Search code examples
sqlselectsnowflake-cloud-data-platformwhere-clause

SQL Snowflake: Value does not show up in SELECT * search but does show up when included in WHERE Clause


Hello and thank you in advance!

I have a SQL query that returns a list of customers for a course ID where the status is 'active'. I noticed the total count was incorrect and that there were a few missing customers who do not show up in the result list. When I include those customers in the WHERE clause, they do show up. If they satisfy all other WHERE filters, shouldn't they show up without being directly referenced?

Query where the specific customer does NOT show up in the result list

 SELECT * FROM COURSES_ACTIVE
 WHERE COURSE_ID = '123aaaBBB'
 AND COURSE_STATUS = 'Active'; 

Query where the specific customer DOES show up in the result list

 SELECT * FROM COURSES_ACTIVE
 WHERE COURSE_ID = '123aaaBBB'
 AND COURSE_STATUS = 'Active'
 AND CUSTOMER_ID = '555cccDDD'; 

Things I have tried

Originally I thought maybe it was something to do with the fact that IDs needed to be case sensitive and maybe in a previous SELECT statement things were getting combined incorrectly with GROUP BY. I made sure all IDs were COLLATE("CUSTOMER_ID ", 'binary'). I have confirmed in all previous queries the CUSTOMER_IDs do show up without including them in the WHERE clause.
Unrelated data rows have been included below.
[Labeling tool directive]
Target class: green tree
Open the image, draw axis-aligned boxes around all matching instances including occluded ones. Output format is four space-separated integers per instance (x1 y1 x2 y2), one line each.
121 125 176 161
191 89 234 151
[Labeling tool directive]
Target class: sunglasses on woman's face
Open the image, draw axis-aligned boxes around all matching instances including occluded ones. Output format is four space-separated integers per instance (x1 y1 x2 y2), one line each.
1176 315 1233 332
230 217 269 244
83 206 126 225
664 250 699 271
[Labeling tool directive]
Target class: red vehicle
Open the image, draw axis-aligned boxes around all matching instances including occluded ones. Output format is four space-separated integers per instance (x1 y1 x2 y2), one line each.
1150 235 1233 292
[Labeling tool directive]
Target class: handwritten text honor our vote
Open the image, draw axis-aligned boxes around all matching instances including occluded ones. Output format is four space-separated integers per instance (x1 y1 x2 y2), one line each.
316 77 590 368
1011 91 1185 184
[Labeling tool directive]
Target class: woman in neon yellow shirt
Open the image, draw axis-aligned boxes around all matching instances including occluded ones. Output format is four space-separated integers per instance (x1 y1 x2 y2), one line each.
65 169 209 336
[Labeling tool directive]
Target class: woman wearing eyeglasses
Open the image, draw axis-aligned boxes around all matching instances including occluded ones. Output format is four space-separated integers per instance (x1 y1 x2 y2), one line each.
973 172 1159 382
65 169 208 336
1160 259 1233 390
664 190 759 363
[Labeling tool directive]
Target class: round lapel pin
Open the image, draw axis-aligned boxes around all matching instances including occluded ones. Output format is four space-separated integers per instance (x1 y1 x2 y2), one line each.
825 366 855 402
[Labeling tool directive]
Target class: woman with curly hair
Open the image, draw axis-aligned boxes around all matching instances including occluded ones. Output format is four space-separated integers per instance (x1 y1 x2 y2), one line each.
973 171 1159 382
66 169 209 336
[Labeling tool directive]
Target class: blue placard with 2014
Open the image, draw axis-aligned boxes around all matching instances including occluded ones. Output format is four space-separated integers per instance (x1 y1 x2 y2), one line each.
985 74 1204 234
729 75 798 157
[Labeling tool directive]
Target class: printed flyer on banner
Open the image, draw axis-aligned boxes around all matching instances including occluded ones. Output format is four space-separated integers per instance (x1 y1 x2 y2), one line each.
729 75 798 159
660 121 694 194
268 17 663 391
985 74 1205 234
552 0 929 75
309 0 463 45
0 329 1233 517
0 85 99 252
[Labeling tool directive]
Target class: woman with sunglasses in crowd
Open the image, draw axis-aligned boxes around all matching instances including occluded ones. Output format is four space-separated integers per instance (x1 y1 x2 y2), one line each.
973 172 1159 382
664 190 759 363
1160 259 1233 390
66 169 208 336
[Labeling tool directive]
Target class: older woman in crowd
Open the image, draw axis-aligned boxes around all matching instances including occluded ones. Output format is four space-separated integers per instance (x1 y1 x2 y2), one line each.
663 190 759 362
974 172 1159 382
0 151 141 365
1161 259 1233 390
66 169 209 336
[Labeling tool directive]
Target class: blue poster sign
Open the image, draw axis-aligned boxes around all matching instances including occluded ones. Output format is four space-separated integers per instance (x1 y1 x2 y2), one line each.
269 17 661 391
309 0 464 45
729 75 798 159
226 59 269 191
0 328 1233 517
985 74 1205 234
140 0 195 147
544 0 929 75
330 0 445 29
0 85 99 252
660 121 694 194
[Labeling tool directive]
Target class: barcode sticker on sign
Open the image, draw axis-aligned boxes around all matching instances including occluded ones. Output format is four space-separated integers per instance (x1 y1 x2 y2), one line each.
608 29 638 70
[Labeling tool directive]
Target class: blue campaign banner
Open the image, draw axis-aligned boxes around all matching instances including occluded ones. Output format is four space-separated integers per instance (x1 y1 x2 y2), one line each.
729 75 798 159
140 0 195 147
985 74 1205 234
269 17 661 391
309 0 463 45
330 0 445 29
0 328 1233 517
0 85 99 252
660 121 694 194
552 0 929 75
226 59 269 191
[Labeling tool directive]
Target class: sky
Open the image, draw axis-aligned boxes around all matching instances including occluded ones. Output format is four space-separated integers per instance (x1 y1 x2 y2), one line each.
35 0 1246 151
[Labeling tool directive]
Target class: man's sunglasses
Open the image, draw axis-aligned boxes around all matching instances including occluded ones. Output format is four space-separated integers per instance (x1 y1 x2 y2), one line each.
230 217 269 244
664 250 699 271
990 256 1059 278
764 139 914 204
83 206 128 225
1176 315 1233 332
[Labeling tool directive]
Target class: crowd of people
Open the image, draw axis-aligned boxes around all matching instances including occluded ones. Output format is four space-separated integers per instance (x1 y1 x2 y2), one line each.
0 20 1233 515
I have gotten the correct CUSTOMER_IDs to show up when I stick a "::VARCHAR" after the SELECT CUSTOMER_ID::VARCHAR, but as that is not case sensitive, I am worried I again won't have all IDs.

If I stick "::BINARY" at the end of the SELECT CUSTOMER_ID::BINAY, I get the error "The following string is not a legal hex-encoded value: '888ooo000'" <--this fills with a random CUSTOMER_ID

Full code

WITH COURSES_ALL AS (SELECT CUSTOMER_ID,
                            COURSE_ID,
                            MAX(COURSE_EXPIRATION_DATE) CURRENT_EXPIRATION_DATE
                     FROM DATABASE
                     GROUP BY CUSTOMER_ID,
                              COURSE_ID

  -- Course get new row entries so I use MAX to make sure I am only working with the most recent entry.  
  -- I have confirmed that if I run my query here, all CUSTOMER_IDs show up.

COURSES_ACTIVE AS (SELECT CUSTOMER_ID,
                          COURSE_ID,
                          CURRENT_EXPIRATION_DATE,
                          CASE
                              WHEN CURRENT_EXPIRATION_DATE < '2024-01-31' THEN 'Inactive'
                              WHEN CURRENT_EXPIRATION_DATE >= '2024-01-31' THEN 'Active'
                          END  COURSE_STATUS,
                          FROM COURSES_ALL)

 SELECT * FROM COURSES_ACTIVE
 WHERE COURSE_ID = '123aaaBBB'
 AND COURSE_STATUS = 'Active';
 --   AND CUSTOMER_ID = '555cccDDD'; //adding this line back in results in the customer showing up in the results

Solution

  • For anyone who finds this in the future, turns out our source data was corrupted with incorrect data types. Once our admin reset and refreshed all IDs, they now work as expected.